The Next Tech Era Starts With Optics
Next Tech Era
By: Aliza Goldberg and Isaac Sigron
If you invest in the stock market or have followed the news this year, you’ve probably witnessed the debate over whether AI is in a financial bubble. Public market investors are constantly asking where AI demand is heading. At KDT, we think that question is only half the story. Every major computing shift from PC to mobile, and even AI itself, has been driven by hardware breakthroughs that expanded what was possible, and in turn, unlocked entirely new demand. So, the more pressing question isn’t whether AI demand will grow, but whether hardware can advance fast enough to spark the next demand wave. Just as better compute fueled the first AI wave, the next wave will depend on advances in optical hardware1. Existing copper cables simply can’t move data fast enough anymore, making fiber-optics the only viable path to supporting increasingly large AI models.
To understand where those optical improvements will come from, it helps to understand how these systems work today. At the simplest level, data is carried as light through optical fibers (thin glass strands that guide light over long distances). How fast that data can move is determined by four key levers: the number of fibers available, the number of wavelengths (“colors”) you can use at once, the speed at which the light pulses are sent, and the amount of data encoded in each pulse.
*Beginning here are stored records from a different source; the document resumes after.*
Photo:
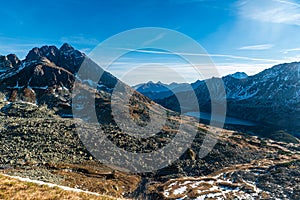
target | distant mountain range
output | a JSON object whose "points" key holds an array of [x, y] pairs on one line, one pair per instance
{"points": [[270, 98], [40, 140]]}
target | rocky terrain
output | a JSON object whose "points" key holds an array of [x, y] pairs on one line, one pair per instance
{"points": [[269, 98], [40, 140]]}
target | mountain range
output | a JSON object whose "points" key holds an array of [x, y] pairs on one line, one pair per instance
{"points": [[40, 138], [270, 98]]}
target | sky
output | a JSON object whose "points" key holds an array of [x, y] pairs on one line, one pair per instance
{"points": [[238, 35]]}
These make up the equation: Data Rate = Fiber Count × Wavelength (Color) Count × Symbol Rate × Bits Per Symbol, and define the limits of data movement in data centers. When any one of them plateaus, model size, training speed, inference cost, and overall AI capability hit a wall. Understanding these levers is key for anyone betting on the future of AI.
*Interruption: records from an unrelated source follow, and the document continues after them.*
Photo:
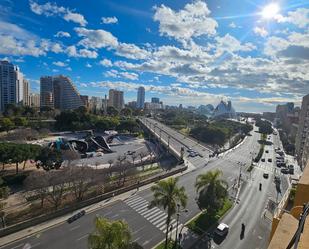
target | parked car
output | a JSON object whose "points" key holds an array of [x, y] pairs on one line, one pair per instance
{"points": [[291, 169], [222, 229], [76, 216], [285, 170]]}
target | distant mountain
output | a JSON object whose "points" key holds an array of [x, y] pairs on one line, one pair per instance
{"points": [[224, 110]]}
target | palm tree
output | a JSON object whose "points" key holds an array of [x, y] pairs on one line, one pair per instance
{"points": [[212, 191], [109, 235], [167, 195]]}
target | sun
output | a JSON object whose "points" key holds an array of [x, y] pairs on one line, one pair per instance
{"points": [[270, 11]]}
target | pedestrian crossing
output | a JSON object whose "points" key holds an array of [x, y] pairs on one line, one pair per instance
{"points": [[154, 215]]}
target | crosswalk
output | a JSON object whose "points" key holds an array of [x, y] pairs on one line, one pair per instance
{"points": [[154, 215]]}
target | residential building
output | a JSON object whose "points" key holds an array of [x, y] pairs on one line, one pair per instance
{"points": [[224, 110], [302, 138], [46, 92], [11, 84], [34, 100], [60, 93], [115, 99], [132, 104], [155, 100], [140, 98], [285, 224], [26, 90]]}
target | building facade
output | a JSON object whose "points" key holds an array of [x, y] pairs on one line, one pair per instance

One way to visualize these levers is to imagine ground transportation between two cities. At a high level, there are four practical ways to move more people: (1) build more highways, (2) add more lanes per highway, (3) increase vehicles’ speeds, or (4) increase the number of passengers per vehicle. Each lever increases throughput but comes with tradeoffs. Just as better roads and vehicles lead to more travel, infrastructure itself creates demand. As these four optical dimensions advance, they unlock entirely new waves of technological growth.
Lever #1: Fiber Count (More Highways): The first lever is fiber count. In our transportation analogy, this is like building more highways between two cities. Each fiber is another parallel path for data, making this the most intuitive way for hyperscalers to increase capacity. But just like highways, adding more fibers isn’t free. Longdistance highways are expensive, space is finite, and maintenance scales with size. Adding fibers increases complexity and cost. Thick fiber bundles are hard to bend, and route and space on chips is limited; long cables are expensive (a single 3-5m cable can cost $100-$300+2), and reliability often declines (since a single fiber failure can take down an entire XPU and require cable replacement).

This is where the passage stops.